As a private lawyer in Washington, I represented Ted Bundy pro bono in post-conviction proceedings challenging his convictions and death sentences in Florida. I did this from 1986 until his execution in January 1989. On the first day of the 1988 hearing in federal court to determine if Bundy had been competent to stand trial when he was convicted in 1980, a reporter asked the judge as he entered the courthouse whether the hearing was "just a waste of time." The judge, before hearing any evidence, replied, "Absolutely."
At the end of the week-long proceeding, without hearing arguments or reading any briefs, the judge declared confidently from the bench that Bundy was "the most competent serial killer in America." Later, as we were packing our exhibits and papers, a high-school student who was in the courtroom asked me if I would want a serial killer living next door to me. I assumed that was her way of asking why I defended Ted Bundy. I told her that I had a daughter her age and that I would not want a serial killer living next door to me. But, I added, that's why it's important for the police and prosecutors to make sure they have the right person; convicting the wrong person leaves the serial killer on the streets.
In the wrongful-conviction work that I now do at Duke University, I often think of the federal judge who was so certain that Bundy was not entitled to relief that he could decide the case before hearing the evidence. I thought of that judge when Superior Court Judge Richard Doughton ruled against Kalvin Michael Smith in January 2009 and allowed the state to write the opinion he issued, almost verbatim. I thought of that judge when anonymous judges on the North Carolina Court of Appeals declined to review Judge Doughton's decision only five business days after the state filed its opposition. That struck me as an extraordinarily short period of time in which to decide that none of the issues warranted review. In my experience, that level of instant certainty on the part of judges has been rare, except in the criminal-justice system.

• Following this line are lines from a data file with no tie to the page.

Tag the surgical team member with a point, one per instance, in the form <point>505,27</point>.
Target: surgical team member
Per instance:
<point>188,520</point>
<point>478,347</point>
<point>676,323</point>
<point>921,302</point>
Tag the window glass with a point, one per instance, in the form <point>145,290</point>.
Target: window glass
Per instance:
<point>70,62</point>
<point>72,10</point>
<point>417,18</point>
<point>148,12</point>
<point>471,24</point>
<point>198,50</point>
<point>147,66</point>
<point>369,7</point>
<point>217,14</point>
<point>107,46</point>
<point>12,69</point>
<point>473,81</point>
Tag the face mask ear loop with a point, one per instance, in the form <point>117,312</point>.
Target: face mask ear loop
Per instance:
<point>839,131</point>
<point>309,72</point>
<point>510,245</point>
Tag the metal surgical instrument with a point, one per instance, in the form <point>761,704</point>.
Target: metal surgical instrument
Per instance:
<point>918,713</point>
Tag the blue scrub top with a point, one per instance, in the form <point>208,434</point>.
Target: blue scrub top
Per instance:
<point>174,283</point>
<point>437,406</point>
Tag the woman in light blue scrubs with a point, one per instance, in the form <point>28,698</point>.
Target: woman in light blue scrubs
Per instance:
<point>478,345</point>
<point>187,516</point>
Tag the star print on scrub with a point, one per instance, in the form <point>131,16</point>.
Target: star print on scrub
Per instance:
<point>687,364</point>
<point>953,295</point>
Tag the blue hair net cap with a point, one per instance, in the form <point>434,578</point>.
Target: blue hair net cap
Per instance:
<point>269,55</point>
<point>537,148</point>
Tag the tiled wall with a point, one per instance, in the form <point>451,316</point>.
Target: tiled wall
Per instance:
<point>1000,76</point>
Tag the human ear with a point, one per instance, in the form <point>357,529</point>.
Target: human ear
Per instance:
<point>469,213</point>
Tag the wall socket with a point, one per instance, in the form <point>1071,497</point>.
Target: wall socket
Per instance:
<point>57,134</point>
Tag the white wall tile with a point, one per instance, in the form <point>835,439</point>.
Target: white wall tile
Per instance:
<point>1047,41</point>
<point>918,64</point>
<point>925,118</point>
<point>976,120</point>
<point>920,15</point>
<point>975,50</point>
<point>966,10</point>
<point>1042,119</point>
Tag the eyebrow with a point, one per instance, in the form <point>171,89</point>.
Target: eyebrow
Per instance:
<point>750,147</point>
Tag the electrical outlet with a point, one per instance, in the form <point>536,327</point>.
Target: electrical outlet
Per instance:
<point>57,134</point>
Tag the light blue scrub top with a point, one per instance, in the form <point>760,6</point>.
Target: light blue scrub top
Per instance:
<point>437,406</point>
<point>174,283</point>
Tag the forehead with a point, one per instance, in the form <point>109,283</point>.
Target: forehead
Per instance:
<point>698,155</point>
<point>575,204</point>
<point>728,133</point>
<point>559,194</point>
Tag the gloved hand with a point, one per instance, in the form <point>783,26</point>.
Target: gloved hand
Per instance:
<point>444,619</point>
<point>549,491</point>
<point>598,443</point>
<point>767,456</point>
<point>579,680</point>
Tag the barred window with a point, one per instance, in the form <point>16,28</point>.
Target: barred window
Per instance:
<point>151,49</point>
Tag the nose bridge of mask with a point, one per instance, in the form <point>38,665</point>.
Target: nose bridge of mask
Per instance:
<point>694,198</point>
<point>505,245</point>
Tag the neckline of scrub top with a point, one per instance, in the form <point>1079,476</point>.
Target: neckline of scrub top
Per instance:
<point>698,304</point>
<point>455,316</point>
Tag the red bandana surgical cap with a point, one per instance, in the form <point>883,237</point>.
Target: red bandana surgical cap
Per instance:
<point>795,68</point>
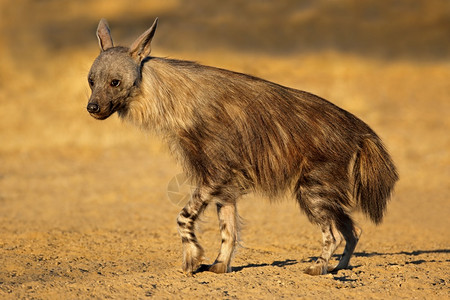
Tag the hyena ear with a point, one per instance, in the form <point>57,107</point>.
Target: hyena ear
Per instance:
<point>104,35</point>
<point>141,47</point>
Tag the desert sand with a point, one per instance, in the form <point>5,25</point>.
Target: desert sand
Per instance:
<point>85,209</point>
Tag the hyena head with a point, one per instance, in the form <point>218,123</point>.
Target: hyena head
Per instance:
<point>115,75</point>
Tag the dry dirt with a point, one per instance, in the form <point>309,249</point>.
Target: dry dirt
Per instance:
<point>84,206</point>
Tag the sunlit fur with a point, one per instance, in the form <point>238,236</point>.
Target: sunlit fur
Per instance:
<point>234,134</point>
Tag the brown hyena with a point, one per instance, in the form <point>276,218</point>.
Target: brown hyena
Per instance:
<point>234,134</point>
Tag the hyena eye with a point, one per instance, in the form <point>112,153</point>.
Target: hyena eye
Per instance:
<point>115,82</point>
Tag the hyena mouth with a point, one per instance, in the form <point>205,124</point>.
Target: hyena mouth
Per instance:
<point>105,113</point>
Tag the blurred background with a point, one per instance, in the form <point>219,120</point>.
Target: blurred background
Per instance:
<point>388,62</point>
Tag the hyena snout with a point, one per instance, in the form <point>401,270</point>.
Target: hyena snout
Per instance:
<point>93,108</point>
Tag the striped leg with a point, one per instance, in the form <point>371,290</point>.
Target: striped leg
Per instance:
<point>331,241</point>
<point>192,251</point>
<point>229,230</point>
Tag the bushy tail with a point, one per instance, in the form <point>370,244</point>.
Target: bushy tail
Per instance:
<point>374,176</point>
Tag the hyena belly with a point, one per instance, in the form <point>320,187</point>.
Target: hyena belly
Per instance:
<point>234,133</point>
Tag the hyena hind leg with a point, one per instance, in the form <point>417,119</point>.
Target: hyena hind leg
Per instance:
<point>331,241</point>
<point>229,231</point>
<point>351,235</point>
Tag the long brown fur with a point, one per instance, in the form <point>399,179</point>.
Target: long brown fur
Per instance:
<point>234,133</point>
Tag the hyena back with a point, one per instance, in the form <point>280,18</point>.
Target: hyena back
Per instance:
<point>234,134</point>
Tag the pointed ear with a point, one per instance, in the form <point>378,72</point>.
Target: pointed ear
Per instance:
<point>141,47</point>
<point>104,35</point>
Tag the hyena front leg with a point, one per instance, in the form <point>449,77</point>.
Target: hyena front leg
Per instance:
<point>192,251</point>
<point>229,231</point>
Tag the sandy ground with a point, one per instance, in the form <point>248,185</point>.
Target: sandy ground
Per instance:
<point>84,205</point>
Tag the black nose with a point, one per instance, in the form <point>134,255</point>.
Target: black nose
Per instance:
<point>93,108</point>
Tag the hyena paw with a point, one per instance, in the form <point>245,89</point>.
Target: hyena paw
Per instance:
<point>220,268</point>
<point>319,268</point>
<point>193,256</point>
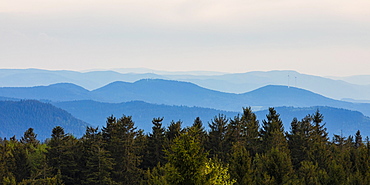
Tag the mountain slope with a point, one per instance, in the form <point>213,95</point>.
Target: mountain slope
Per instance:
<point>17,116</point>
<point>142,113</point>
<point>55,92</point>
<point>334,87</point>
<point>95,113</point>
<point>338,121</point>
<point>183,93</point>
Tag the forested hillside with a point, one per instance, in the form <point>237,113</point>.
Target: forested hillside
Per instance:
<point>238,151</point>
<point>182,94</point>
<point>17,116</point>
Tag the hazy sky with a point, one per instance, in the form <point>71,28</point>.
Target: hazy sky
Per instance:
<point>322,37</point>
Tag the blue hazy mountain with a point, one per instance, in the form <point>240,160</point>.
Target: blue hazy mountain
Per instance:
<point>337,88</point>
<point>142,113</point>
<point>55,92</point>
<point>17,116</point>
<point>183,93</point>
<point>89,80</point>
<point>244,82</point>
<point>95,113</point>
<point>338,121</point>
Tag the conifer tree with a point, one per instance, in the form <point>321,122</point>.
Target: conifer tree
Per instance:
<point>98,163</point>
<point>155,145</point>
<point>272,132</point>
<point>217,137</point>
<point>119,136</point>
<point>249,119</point>
<point>173,130</point>
<point>240,163</point>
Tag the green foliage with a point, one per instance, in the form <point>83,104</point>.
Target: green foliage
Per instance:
<point>235,151</point>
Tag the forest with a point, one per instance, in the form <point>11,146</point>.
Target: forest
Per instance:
<point>239,151</point>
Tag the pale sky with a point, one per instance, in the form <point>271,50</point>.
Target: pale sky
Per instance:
<point>320,37</point>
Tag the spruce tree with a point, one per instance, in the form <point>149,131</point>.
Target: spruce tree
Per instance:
<point>119,137</point>
<point>217,144</point>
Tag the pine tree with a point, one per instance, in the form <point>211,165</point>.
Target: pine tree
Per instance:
<point>272,132</point>
<point>64,154</point>
<point>119,137</point>
<point>155,145</point>
<point>98,163</point>
<point>249,119</point>
<point>217,144</point>
<point>240,163</point>
<point>173,130</point>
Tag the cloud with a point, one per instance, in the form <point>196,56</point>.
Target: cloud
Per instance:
<point>185,34</point>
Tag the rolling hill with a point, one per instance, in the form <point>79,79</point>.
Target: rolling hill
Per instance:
<point>17,116</point>
<point>355,87</point>
<point>183,94</point>
<point>142,113</point>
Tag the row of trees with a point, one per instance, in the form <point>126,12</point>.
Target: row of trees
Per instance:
<point>232,151</point>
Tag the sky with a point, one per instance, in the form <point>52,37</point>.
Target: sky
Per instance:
<point>319,37</point>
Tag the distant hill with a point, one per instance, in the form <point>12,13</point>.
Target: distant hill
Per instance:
<point>355,87</point>
<point>17,116</point>
<point>338,121</point>
<point>183,93</point>
<point>142,113</point>
<point>89,80</point>
<point>55,92</point>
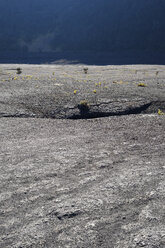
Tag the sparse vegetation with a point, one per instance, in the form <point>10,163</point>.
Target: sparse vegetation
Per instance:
<point>160,112</point>
<point>142,85</point>
<point>19,70</point>
<point>83,106</point>
<point>85,70</point>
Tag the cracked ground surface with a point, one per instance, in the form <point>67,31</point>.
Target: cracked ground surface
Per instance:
<point>88,182</point>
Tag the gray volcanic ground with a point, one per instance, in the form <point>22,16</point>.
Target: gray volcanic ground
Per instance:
<point>69,179</point>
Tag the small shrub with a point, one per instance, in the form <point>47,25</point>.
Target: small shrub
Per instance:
<point>83,107</point>
<point>85,70</point>
<point>160,112</point>
<point>19,70</point>
<point>142,85</point>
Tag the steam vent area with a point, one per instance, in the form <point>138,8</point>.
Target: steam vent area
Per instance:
<point>82,156</point>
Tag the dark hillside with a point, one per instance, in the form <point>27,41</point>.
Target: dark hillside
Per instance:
<point>82,25</point>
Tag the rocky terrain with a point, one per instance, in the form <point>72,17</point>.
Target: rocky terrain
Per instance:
<point>82,156</point>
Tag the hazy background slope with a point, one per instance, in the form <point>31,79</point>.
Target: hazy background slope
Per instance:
<point>82,25</point>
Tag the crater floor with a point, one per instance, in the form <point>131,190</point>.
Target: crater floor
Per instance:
<point>68,176</point>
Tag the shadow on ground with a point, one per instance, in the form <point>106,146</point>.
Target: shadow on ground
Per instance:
<point>88,58</point>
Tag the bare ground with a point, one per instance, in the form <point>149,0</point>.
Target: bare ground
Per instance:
<point>70,181</point>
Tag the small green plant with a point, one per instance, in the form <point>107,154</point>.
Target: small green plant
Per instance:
<point>160,112</point>
<point>142,85</point>
<point>19,70</point>
<point>85,70</point>
<point>83,106</point>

I also think of the judge in Bundy's case every time Winston-Salem Police Chief Scott Cunningham explains why nothing that former Detective Don Williams failed to do ever matters. The members of the Silk Plant Forest Citizens Review Committee, after an exhaustive review of the police investigation of the case, unanimously concluded that they had no confidence in the investigation; seven members of the committee said there was no credible evidence that Smith was present at the Silk Plant Forest store when Jill Marker was attacked. On the basis of that report, Chief Cunningham has instituted numerous significant reforms in which cases are investigated. But he aggressively defends the results of the investigation; except for the many deficiencies, Smith's trial was fair enough.
I also thought about the judge when I read the Journal's recent article on Jill Marker ("The aftermath of violence," March 20). The story is heartbreaking. But because I believe Kalvin Smith is innocent, I believe the person who so horribly assaulted Jill Marker is still free. Perhaps, like Williard Brown, who remained free while Darryl Hunt sat in prison, the person who attacked Marker has attacked others. Having escaped justice in her case, he likely feels invincible. Official certainty does not make us safe. Ask Williard Brown's previous victim, Regina Lane.
I thought of the judge in the Bundy case when I spoke out against what Mike Nifong was doing in the Duke lacrosse case in 2006. I thought that case might be a wake-up call in North Carolina. The people being mistreated were not the usual suspects; as the mother of one student said, Nifong picked on the wrong people. The response was unprecedented. The North Carolina Bar intervened; Attorney General Roy Cooper intervened and declared the students innocent; and even some prosecutors criticized Nifong. But I was wrong. That kind of justice is not available for people like Kalvin Michael Smith. In his case and the cases of other faceless and powerless defendants, a different kind of justice prevails; one characterized by indifference to errors and intolerance for those who complain.
I often tell the prisoners whose cases we investigate that as long as we believe they may be innocent, we will never give up the pursuit of justice. And, in the face of official certainty and indifference in the criminal-justice system, none of us who would mind living next door to a serial killer should ever give up.